Seeking to pre-empt the viewer’s automatic “that’s the most ridiculous thing I’ve seen in my life!” response to such poorly staged or implausible goings-on, the approach used here functions by throwing caution to the wind and simply making the events portrayed on-screen so outrageously stupid that, rather than calling foul, the viewer is instead inspired simply to laugh with the filmmakers in a spirit of happy disbelief - a playful wrong-footing of audience expectation that didn’t become common in Hollywood cinema until… when? Andy Sidaris movies? ‘True Lies’? I dunno.

In conclusion, I don’t want to pump up expectation for this movie too high – god knows, it’s certainly no masterpiece, and it’s certainly not going to change anyone’s life any time soon. But: it is a blast, and sometimes that’s exactly what you need – pure, mindless entertainment, presented with an idiot grin and an energy level akin to a runaway train. A perfect Saturday night party double bill filler, ready mixed to warm up the palette, ready for, say, ‘Stunt Rock’ or ‘Ninja III: The Domination’ or ’Lady Terminator’, or some other truly world class example of mind-boggling action movie nonsense… but with just a touch of cinematic elegance and sly intelligence slipped in there too for an added kick. Perfect.

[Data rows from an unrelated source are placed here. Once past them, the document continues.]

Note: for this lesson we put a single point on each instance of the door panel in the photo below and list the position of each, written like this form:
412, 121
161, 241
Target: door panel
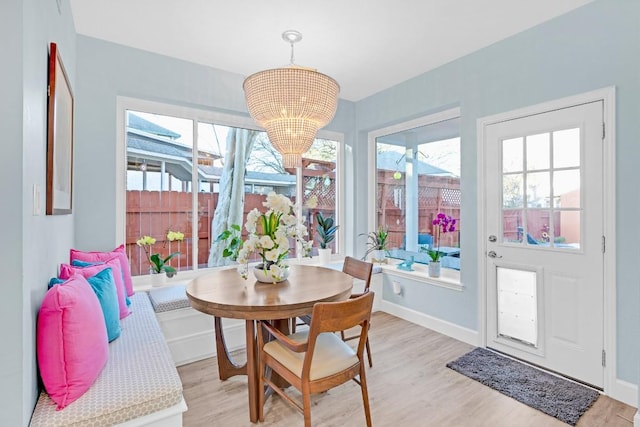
544, 198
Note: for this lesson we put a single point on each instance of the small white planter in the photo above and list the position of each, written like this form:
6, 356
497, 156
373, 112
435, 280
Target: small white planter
158, 279
434, 268
264, 276
324, 255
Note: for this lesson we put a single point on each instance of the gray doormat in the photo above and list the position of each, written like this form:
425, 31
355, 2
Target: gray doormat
560, 398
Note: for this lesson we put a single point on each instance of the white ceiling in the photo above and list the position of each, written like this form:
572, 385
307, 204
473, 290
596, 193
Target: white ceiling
366, 45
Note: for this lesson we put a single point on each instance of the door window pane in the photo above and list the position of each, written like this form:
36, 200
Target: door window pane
566, 148
538, 189
567, 235
538, 152
512, 228
512, 155
551, 186
566, 188
513, 190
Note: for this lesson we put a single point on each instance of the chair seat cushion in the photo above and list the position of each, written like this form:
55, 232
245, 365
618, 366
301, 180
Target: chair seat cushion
169, 298
330, 356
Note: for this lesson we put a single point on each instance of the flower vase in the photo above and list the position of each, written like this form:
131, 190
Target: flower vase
158, 279
324, 255
434, 268
379, 256
265, 276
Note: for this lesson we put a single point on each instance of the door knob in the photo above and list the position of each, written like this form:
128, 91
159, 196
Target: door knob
492, 254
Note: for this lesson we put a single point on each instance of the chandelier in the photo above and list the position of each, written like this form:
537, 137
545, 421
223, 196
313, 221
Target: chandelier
292, 103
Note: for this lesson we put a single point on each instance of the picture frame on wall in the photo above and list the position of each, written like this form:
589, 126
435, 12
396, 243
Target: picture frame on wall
59, 137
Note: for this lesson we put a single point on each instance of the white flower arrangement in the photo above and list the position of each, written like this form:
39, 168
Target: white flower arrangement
269, 235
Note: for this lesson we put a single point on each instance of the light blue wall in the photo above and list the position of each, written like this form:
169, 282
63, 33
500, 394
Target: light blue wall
35, 244
592, 47
107, 70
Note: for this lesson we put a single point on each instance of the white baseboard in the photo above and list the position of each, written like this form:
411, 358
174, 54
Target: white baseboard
625, 392
190, 335
442, 326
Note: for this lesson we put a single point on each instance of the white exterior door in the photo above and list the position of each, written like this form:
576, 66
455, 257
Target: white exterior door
545, 240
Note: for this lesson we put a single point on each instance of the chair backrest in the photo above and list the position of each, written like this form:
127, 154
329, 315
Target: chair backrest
341, 315
358, 269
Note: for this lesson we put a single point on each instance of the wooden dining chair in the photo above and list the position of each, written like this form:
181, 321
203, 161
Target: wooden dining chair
358, 269
316, 360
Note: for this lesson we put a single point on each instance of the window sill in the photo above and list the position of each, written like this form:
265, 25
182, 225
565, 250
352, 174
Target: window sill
449, 278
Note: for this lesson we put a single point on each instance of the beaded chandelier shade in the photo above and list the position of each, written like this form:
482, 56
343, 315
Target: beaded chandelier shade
292, 103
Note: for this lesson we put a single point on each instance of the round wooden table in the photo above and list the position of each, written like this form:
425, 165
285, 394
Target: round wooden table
224, 293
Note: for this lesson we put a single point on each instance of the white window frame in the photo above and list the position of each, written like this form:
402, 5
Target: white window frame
123, 104
450, 280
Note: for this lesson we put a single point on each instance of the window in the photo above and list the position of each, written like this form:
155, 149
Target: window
169, 155
417, 177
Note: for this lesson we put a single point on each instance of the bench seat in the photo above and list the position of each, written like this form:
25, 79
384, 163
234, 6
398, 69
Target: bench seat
140, 378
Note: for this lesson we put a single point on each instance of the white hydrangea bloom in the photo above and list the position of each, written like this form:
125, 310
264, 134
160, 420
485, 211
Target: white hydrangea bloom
265, 242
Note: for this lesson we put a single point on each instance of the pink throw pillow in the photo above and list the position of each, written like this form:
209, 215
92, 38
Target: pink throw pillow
71, 340
66, 271
103, 256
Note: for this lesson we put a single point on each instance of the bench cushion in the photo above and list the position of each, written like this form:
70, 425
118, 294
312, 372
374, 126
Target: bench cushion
169, 298
139, 378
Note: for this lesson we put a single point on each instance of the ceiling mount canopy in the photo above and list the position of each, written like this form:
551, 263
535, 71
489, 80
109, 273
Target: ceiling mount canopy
292, 103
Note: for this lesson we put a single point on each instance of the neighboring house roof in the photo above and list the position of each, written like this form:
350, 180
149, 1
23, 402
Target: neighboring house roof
155, 144
137, 122
391, 160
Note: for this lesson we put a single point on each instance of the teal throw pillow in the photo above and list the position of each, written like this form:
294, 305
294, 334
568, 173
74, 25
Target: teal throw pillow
104, 286
78, 263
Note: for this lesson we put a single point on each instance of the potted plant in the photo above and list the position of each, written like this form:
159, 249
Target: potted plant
377, 244
442, 224
233, 237
326, 233
158, 264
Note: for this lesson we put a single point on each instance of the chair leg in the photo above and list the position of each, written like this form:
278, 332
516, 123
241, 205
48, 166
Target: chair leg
365, 395
261, 373
306, 406
369, 353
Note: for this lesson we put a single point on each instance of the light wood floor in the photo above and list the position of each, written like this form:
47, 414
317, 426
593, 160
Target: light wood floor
409, 385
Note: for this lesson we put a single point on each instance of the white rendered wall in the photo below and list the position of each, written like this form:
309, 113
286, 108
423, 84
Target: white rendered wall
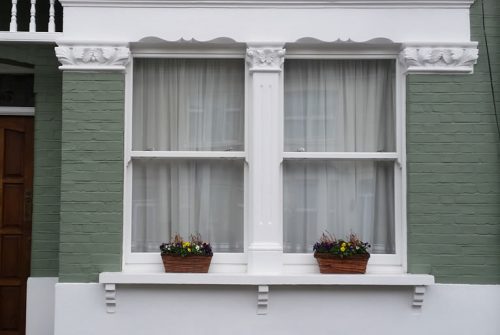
113, 24
169, 309
40, 306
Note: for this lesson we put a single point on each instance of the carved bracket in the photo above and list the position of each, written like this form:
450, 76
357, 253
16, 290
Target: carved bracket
262, 299
110, 297
265, 59
418, 297
460, 59
85, 58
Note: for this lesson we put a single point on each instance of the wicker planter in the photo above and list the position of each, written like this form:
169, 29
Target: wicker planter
199, 264
334, 264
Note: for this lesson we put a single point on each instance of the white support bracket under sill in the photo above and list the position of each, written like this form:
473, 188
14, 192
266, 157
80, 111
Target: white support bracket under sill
112, 279
262, 299
110, 297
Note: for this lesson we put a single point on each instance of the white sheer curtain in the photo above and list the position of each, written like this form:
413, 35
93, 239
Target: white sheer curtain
339, 106
188, 105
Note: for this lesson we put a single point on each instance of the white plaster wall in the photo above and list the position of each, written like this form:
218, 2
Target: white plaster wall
448, 309
40, 305
267, 24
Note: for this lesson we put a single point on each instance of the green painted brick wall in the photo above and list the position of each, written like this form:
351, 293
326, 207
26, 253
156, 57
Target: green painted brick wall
453, 156
91, 175
46, 183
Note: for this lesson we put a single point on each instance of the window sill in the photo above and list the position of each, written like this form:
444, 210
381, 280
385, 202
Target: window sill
255, 279
111, 279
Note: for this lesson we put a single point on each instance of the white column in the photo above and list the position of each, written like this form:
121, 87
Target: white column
52, 22
265, 249
13, 17
33, 16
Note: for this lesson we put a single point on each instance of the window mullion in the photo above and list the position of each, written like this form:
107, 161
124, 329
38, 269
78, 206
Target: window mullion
265, 243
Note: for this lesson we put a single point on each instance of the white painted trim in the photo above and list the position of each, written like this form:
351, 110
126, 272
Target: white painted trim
270, 3
187, 154
17, 111
396, 263
38, 37
146, 262
248, 279
342, 155
436, 58
127, 168
92, 57
401, 211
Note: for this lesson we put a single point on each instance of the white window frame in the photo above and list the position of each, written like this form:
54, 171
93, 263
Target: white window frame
292, 263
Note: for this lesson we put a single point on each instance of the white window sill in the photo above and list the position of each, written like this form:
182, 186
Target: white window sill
111, 279
255, 279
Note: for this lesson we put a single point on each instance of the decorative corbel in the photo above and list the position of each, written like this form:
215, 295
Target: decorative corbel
436, 59
110, 297
265, 59
92, 57
262, 299
418, 297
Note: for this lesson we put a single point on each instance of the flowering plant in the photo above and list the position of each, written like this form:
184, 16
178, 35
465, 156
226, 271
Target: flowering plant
328, 244
179, 247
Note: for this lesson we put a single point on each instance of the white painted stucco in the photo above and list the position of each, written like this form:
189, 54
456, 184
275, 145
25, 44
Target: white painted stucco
40, 304
168, 309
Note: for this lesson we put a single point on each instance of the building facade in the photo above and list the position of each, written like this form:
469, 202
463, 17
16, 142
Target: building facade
260, 125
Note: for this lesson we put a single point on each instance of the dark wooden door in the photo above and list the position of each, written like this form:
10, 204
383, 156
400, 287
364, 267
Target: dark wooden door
16, 185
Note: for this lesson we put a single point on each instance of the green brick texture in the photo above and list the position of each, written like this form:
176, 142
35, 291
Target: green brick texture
47, 174
91, 175
453, 153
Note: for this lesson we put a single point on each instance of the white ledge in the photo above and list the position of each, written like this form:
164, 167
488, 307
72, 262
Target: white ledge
272, 3
24, 36
250, 279
112, 279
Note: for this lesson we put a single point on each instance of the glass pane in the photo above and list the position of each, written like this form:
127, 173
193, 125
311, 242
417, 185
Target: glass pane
188, 104
187, 197
339, 105
339, 197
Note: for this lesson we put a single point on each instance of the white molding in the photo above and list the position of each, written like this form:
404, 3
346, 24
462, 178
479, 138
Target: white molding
110, 297
92, 57
17, 111
111, 279
261, 279
435, 58
265, 59
23, 36
271, 3
265, 148
341, 155
188, 154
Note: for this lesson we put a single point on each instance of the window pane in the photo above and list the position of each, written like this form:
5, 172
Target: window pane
339, 105
339, 197
187, 197
188, 104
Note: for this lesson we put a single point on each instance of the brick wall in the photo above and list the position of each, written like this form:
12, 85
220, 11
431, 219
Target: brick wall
91, 175
46, 184
454, 166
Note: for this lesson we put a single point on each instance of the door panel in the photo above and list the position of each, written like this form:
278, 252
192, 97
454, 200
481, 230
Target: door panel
16, 184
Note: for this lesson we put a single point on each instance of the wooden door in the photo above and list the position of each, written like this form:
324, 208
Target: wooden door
16, 185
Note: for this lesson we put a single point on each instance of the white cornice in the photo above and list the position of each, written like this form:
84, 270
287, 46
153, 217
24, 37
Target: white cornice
272, 3
458, 58
92, 57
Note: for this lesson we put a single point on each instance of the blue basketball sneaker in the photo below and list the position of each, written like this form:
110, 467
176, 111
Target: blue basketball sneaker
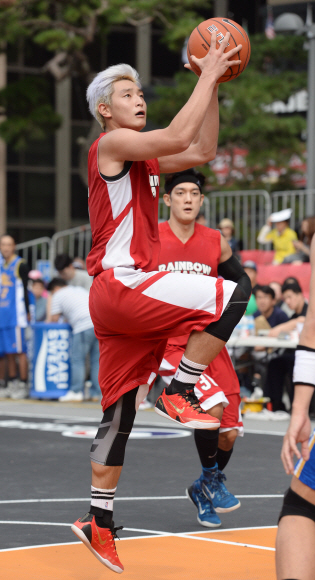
212, 485
206, 513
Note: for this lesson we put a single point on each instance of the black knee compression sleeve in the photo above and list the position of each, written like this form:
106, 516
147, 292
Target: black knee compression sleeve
207, 446
223, 457
295, 505
109, 445
232, 314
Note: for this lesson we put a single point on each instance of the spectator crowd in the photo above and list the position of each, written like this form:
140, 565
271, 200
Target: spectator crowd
278, 310
24, 300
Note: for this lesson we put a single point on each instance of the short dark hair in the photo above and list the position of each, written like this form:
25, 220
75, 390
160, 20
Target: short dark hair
62, 261
266, 290
56, 283
294, 286
190, 175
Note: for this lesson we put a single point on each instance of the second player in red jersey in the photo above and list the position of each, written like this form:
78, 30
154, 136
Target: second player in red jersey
197, 250
134, 307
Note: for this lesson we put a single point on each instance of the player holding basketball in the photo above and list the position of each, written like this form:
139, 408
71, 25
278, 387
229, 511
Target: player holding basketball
195, 249
295, 556
135, 308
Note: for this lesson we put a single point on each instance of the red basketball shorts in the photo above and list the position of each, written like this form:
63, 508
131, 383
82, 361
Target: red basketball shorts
134, 313
217, 384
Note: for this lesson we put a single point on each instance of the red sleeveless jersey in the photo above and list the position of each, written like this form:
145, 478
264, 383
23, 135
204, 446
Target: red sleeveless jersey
123, 215
200, 255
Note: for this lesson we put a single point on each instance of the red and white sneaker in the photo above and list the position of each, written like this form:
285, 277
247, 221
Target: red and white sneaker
100, 541
184, 408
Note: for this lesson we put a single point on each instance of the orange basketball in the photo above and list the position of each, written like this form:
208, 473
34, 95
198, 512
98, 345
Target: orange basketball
200, 39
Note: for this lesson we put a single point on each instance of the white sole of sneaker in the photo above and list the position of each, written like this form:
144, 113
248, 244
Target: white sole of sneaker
226, 510
205, 524
81, 535
191, 424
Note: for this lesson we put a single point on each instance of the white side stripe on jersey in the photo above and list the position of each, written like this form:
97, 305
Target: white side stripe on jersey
118, 247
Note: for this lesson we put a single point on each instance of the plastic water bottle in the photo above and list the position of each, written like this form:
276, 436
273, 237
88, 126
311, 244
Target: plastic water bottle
243, 327
251, 325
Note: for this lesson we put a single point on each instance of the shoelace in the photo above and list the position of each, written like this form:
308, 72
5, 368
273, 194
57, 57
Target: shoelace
191, 398
206, 503
114, 533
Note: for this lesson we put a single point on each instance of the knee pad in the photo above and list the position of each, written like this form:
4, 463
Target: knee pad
295, 505
109, 445
232, 314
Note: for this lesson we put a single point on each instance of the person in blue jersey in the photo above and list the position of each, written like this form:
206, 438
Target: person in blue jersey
14, 317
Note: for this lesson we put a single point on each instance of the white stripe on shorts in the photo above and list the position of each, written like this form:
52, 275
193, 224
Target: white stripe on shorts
18, 339
193, 292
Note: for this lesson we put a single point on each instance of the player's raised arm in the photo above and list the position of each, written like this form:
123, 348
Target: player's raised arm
304, 382
125, 116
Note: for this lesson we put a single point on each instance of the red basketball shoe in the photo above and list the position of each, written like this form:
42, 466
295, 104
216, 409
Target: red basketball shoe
100, 541
184, 408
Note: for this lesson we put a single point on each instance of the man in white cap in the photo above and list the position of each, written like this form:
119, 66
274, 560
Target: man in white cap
282, 236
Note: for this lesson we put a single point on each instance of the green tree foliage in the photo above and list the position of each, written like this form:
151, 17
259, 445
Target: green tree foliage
65, 28
30, 116
277, 69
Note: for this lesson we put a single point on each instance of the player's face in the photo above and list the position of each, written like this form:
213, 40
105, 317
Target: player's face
185, 202
7, 247
252, 274
292, 299
128, 108
281, 226
264, 301
277, 290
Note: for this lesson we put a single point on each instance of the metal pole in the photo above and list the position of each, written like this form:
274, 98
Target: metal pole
311, 122
3, 167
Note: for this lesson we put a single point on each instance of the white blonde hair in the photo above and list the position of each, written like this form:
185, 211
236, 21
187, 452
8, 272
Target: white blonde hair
102, 87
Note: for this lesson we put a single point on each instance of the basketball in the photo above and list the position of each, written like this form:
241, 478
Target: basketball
200, 39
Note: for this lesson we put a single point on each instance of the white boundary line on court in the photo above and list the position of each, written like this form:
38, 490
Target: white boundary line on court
156, 534
149, 498
137, 422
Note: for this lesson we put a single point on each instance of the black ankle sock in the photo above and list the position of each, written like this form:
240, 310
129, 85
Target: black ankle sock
207, 445
103, 518
223, 457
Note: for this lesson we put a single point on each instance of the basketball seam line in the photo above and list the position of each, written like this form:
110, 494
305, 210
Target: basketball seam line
238, 72
203, 37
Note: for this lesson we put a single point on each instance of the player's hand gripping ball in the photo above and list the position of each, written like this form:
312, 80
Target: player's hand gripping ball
200, 40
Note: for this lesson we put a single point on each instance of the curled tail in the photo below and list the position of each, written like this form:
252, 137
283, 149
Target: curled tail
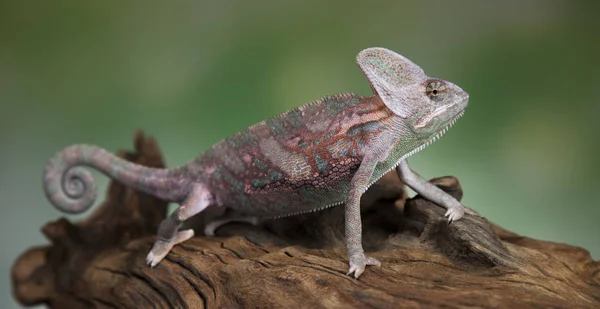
71, 188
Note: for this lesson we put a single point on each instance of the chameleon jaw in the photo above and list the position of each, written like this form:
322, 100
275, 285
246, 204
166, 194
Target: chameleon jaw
435, 137
423, 146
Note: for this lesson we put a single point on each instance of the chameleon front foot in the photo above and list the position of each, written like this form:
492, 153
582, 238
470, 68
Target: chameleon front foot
358, 262
162, 247
456, 212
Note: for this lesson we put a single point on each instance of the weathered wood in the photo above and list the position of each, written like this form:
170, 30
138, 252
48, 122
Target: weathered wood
300, 262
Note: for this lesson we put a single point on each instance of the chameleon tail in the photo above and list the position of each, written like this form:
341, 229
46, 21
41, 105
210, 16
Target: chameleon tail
71, 188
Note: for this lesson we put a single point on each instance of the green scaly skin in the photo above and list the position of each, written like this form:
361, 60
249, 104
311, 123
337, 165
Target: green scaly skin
323, 153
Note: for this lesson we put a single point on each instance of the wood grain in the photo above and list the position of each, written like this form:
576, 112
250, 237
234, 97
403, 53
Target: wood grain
300, 262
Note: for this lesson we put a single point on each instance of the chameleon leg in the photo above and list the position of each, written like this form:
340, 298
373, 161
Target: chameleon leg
210, 228
356, 256
168, 234
455, 210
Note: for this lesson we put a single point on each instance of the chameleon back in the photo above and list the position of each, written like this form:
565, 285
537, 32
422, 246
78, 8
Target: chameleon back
299, 161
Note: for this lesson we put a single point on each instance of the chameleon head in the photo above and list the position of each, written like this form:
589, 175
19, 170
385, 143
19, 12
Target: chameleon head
428, 105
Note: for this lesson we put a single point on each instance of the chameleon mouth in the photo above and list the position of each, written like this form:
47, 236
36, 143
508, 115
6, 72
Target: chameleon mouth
439, 134
429, 142
435, 137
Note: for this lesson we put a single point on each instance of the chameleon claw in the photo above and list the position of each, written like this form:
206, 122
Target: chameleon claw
358, 265
161, 247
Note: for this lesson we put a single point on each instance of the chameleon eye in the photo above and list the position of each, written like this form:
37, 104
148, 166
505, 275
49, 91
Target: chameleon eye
435, 90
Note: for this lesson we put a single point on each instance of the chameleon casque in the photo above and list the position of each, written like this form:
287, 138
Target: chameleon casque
324, 153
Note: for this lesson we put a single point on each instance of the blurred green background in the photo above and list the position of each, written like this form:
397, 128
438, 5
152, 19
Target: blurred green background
190, 73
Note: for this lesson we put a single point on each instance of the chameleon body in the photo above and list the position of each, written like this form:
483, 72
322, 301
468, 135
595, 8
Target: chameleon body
324, 153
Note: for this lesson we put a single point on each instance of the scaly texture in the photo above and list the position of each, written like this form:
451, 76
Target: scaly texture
321, 154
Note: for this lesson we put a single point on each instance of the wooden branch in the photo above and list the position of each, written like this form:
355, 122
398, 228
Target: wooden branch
300, 262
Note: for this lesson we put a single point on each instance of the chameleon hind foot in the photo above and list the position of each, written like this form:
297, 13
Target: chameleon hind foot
359, 262
211, 227
162, 247
457, 212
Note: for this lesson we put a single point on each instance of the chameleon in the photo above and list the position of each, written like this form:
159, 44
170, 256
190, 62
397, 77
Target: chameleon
321, 154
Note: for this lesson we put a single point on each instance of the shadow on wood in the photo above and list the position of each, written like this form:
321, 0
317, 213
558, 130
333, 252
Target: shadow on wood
300, 262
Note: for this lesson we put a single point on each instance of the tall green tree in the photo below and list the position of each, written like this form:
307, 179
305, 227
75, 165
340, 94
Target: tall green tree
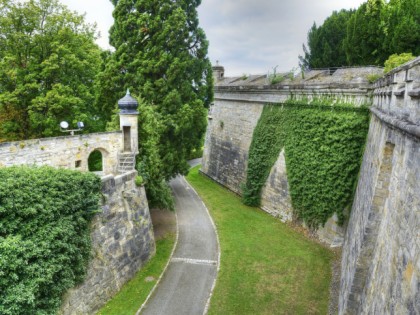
326, 42
161, 55
48, 64
402, 20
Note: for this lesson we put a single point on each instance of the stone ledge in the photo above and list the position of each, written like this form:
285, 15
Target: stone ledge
403, 125
42, 140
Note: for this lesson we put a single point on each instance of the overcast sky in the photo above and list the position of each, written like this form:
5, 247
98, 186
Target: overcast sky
246, 36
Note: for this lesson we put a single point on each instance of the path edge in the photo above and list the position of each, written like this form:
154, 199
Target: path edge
206, 308
164, 269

(1) Prior to this, the convention in the Japanese film industry had been to mix A and B pictures from different studios, so Toei’s ability to provide BOTH halves of the bill at a bargain rate understandably put the rest of the industry into a bit of a spin. Thanks by the way to Chris D.’s utterly invaluable ‘Gun & Sword: An Encyclopaedia of Japanese Gangster Films, 1955-1980’ for all this Toei background.

(2) Pp. 373-374 in the book. There were four films made, of which this was the second. Or at least, I’m pretty sure it is -very similar titles, cast & crew credits and plot synopses of the first two films don’t help much with aiding identification, and discrepancies between the entries in ‘Gun & Sword’, the films’ pages on IMDB and the subtitled credits on the film itself muddy the waters further, but yeah, I’m pretty sure this is the second one, also known as ‘Yakuza Cop: Marijuana Gang’. The third and fourth films by the way were ‘Yakuza Cop: Poison Gas Terror’ and ‘Yakuza Cop: No Epitaphs For Us’ (both 1971), which I mention simply because they have cool names.

(3) I’m assuming it’s Chiba himself singing the theme song incidentally, as is standard practice for Japanese popular movies, and a right, throaty, gravelly job he makes of it too.

(4) I’m afraid I can’t match up the IMDB cast list well enough with character names stated in the film to really be sure who plays who in the supporting cast, so I thought I thought it best just to leave out acting credits from the majority of this review, rather than randomly guessing. So apologies to the woman who played the sister, and to Fake Charles Bronson for that matter. 

(5) Noda went on to direct several other Chiba vehicles later in the ‘70s, and it’s strange to note that several of the cinematic in-jokes seen in ‘Yakuza Cop’ seem to act as odd ‘future echoes’ of moments in his subsequent career; the brief spoof of Golgo 13 prefigures his directorship of a live action version of that franchise in 1977, whilst the appearance of Japanese Charles Bronson seems to anticipate the utterly bizarre sounding US/Japanese kung fu flick ‘Bronson Lee’, which he helmed in 1975. Coincidence..? To avoid the distraction of further thought on the issue, I’m going to go with “yes”.